One-pot synthesis of sorbitol via hydrolysis-hydrogenation of cellulose in the presence of Ru-containing composites.

The aim of this work was to study the one-pot synthesis of sorbitol via hydrolysis-hydrogenation of cellulose in the presence of Ru-containing composites based on H3PW12O40 supported on ZrO2 and Nb2O5 (Ru-PW/ZrO2 and Ru-PW/Nb2O5). The main parameters impacted the reaction rate and yield of sorbitol, i.e. reaction conditions and type of catalyst were investigated. Ru-PW/ZrO2 systems were more active than Ru-PW/Nb2O5. The yield of sorbitol was found to depend on the activation temperature of PW/ZrO2 and PW/Nb2O5 which affected textural properties, the amount of acid sites and size of Ru nanoparticles. The highest 66% sorbitol yield was observed in the presence of 3%Ru-PW/ZrO2 activated at 550 °C and 1/1 of weight ratio of cellulose/catalyst, 180 °C, 7 MPa hydrogen pressure. This catalyst was stable for three cycles of the reaction without lost of it's activity.

Efficient hydrodeoxygenation of biomass-derived ketones over bifunctional Pt-polyoxometalate catalyst.

Acidic heteropoly salt Cs(2.5)H(0.5)PW(12)O(40) doped with Pt nanoparticles is a highly active and selective catalyst for one-step hydrogenation of methyl isobutyl and diisobutyl ketones to the corresponding alkanes in the gas phase at 100 °C with 97-99% yield via metal-acid bifunctional catalysis.

Multifunctional catalysis by Pd-polyoxometalate: one-step conversion of acetone to methyl isobutyl ketone.

Pd metal supported on Cs2.5H0.5PW12O40 is an efficient bifunctional catalyst for the one-step conversion of acetone to methyl isobutyl ketone in gas and liquid phase.

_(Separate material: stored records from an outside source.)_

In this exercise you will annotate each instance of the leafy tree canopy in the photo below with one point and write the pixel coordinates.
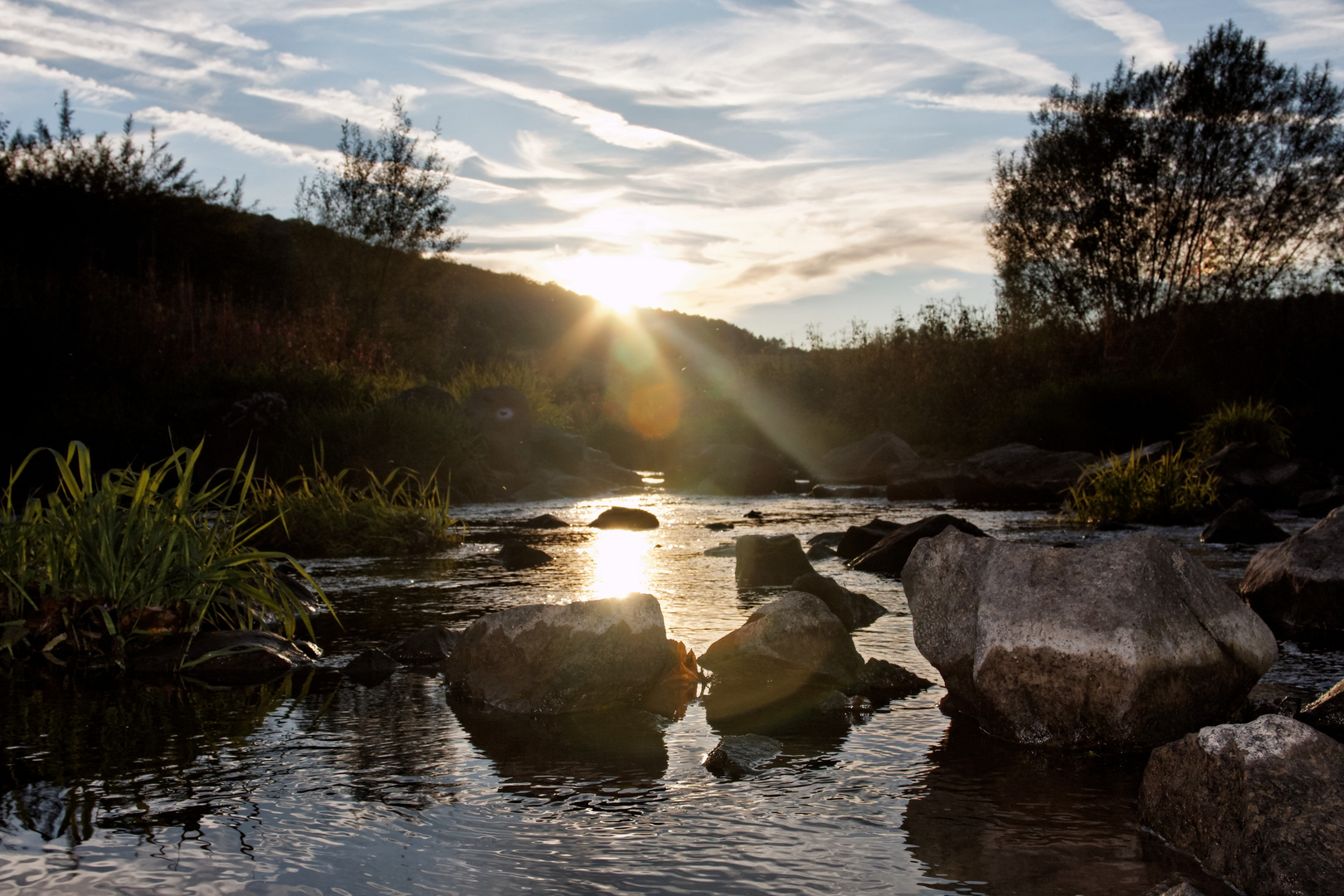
(383, 192)
(1214, 179)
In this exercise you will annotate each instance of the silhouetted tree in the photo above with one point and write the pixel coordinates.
(383, 191)
(1213, 179)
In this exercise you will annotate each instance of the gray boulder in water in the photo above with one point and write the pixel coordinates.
(791, 642)
(1124, 646)
(563, 657)
(769, 561)
(1298, 586)
(1261, 804)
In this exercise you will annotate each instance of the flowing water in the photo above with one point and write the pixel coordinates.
(320, 785)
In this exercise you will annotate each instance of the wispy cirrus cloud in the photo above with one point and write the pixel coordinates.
(1140, 35)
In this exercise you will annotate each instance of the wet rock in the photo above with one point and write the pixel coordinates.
(553, 659)
(1015, 475)
(821, 553)
(1124, 646)
(791, 641)
(1326, 713)
(426, 648)
(221, 657)
(1298, 586)
(738, 755)
(860, 538)
(544, 522)
(1242, 523)
(1320, 501)
(370, 668)
(866, 462)
(504, 419)
(882, 681)
(769, 561)
(626, 519)
(1252, 470)
(515, 555)
(890, 553)
(1261, 804)
(854, 610)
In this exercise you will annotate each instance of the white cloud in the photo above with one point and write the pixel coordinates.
(80, 88)
(1140, 35)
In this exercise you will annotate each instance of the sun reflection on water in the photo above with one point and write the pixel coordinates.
(620, 563)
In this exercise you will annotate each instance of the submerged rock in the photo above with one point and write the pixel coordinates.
(515, 555)
(626, 519)
(426, 648)
(1127, 645)
(1298, 586)
(890, 553)
(738, 755)
(769, 559)
(791, 641)
(567, 657)
(249, 655)
(854, 610)
(1244, 523)
(1261, 804)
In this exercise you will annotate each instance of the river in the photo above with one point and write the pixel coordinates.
(319, 785)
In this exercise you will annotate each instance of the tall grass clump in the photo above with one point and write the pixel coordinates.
(332, 516)
(1133, 489)
(136, 551)
(1241, 422)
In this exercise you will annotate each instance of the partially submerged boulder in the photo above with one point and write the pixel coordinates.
(866, 462)
(1244, 523)
(890, 553)
(791, 641)
(626, 519)
(1298, 586)
(855, 610)
(249, 655)
(769, 561)
(1125, 645)
(563, 657)
(1018, 473)
(1261, 804)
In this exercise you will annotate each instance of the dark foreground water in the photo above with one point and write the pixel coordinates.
(319, 785)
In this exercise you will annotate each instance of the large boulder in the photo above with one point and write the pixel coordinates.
(737, 469)
(860, 538)
(1252, 470)
(855, 610)
(866, 462)
(1019, 475)
(1298, 586)
(791, 641)
(563, 657)
(890, 553)
(1125, 646)
(767, 561)
(1261, 804)
(1244, 523)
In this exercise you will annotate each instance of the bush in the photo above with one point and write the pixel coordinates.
(136, 551)
(329, 516)
(1250, 422)
(1132, 489)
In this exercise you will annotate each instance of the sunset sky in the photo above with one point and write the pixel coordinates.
(777, 164)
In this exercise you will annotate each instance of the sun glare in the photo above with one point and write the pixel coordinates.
(620, 281)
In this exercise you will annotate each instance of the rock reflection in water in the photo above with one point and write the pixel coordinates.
(613, 759)
(1036, 822)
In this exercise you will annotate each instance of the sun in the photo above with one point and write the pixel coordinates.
(620, 281)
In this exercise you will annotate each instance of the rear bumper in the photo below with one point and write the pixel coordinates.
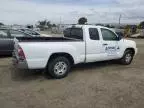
(136, 51)
(20, 64)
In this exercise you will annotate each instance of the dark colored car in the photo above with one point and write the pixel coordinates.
(6, 39)
(31, 32)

Highly efficient liquid-phase oxidation of primary alcohols to aldehydes with oxygen catalysed by Ru-Co oxide.

RuIV-CoIII (1:1.5) binary oxide, prepared by co-precipitation, is a highly efficient solid catalyst for the oxidation of primary alcohols to aldehydes with O2 (76-95% selectivity at 54-100% conversion) in a liquid phase under atmospheric pressure.

Polyoxometalate-catalysed epoxidation of 1-octene with hydrogen peroxide in microemulsions coupled with ultrafiltration.

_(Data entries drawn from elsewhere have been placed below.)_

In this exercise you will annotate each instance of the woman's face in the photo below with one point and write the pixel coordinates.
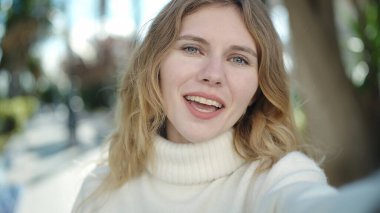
(209, 77)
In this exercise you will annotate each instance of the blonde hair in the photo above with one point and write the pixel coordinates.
(265, 132)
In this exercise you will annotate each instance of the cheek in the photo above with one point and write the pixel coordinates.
(244, 89)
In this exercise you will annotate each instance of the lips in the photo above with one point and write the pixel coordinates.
(204, 106)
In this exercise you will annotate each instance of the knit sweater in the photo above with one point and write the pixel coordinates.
(211, 177)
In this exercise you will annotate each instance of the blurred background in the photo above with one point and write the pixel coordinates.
(58, 71)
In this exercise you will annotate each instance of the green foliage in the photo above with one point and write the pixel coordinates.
(13, 115)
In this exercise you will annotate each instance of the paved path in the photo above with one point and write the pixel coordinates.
(47, 170)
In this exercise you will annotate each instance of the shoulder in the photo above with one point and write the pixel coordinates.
(90, 184)
(295, 167)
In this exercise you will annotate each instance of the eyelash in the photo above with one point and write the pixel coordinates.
(191, 49)
(242, 60)
(195, 50)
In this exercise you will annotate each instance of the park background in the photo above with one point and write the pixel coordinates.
(59, 63)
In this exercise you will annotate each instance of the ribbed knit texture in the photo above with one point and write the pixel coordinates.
(194, 163)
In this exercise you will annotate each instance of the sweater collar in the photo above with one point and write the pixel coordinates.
(194, 163)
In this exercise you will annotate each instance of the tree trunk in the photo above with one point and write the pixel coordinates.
(336, 122)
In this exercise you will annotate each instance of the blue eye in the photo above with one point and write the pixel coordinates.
(239, 60)
(191, 50)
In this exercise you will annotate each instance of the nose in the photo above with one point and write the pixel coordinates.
(212, 73)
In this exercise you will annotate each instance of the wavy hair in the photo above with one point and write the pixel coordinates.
(265, 132)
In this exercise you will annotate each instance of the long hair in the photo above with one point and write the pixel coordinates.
(265, 132)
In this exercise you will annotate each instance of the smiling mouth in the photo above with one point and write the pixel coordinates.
(202, 104)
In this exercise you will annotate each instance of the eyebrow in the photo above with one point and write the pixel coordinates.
(233, 47)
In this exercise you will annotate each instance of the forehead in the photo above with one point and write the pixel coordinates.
(217, 21)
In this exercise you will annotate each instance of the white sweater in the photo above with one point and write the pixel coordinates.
(212, 177)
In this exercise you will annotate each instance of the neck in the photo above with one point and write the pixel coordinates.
(193, 163)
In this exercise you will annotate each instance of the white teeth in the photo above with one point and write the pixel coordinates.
(204, 101)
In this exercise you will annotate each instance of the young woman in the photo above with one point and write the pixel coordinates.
(204, 120)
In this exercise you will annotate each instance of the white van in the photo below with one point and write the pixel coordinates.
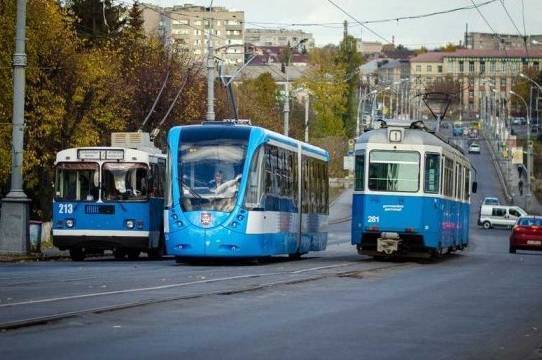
(499, 215)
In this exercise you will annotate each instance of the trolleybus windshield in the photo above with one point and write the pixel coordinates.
(396, 171)
(77, 182)
(124, 181)
(211, 165)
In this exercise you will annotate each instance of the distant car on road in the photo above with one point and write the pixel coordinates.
(474, 148)
(491, 200)
(499, 215)
(526, 234)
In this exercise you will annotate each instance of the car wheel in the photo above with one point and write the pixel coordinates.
(133, 254)
(77, 254)
(119, 254)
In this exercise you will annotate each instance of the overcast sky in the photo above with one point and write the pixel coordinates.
(430, 32)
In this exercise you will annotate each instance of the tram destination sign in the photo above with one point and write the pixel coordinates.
(99, 154)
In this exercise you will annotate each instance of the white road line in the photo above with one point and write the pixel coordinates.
(162, 287)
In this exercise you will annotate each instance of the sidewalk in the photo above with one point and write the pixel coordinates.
(512, 178)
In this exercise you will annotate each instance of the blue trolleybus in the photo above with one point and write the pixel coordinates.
(242, 191)
(110, 198)
(412, 193)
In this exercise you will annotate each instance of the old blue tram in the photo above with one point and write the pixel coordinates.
(412, 193)
(110, 198)
(237, 190)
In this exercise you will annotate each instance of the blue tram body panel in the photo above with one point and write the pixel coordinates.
(273, 229)
(438, 222)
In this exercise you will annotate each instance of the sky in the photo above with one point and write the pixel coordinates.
(430, 32)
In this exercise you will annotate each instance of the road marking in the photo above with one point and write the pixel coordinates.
(169, 286)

Epoxidation of 1-octene with hydrogen peroxide catalysed by amphiphilic salts of peroxo tungstophosphate [PO4[WO(O2)2]4]3- in water-in-oil microemulsions is an efficient and environmentally benign reaction which, coupled with ultrafiltration, shows the potential for continuous production of epoxides.

Heteropoly acid as a novel efficient catalyst for Fries rearrangement.

Heteropoly acid H3PW12O40 is a very efficient and environmentally benign catalyst for the Fries rearrangement of phenyl acetate in homogeneous or heterogeneous liquid-phase systems at 100-150 degrees C.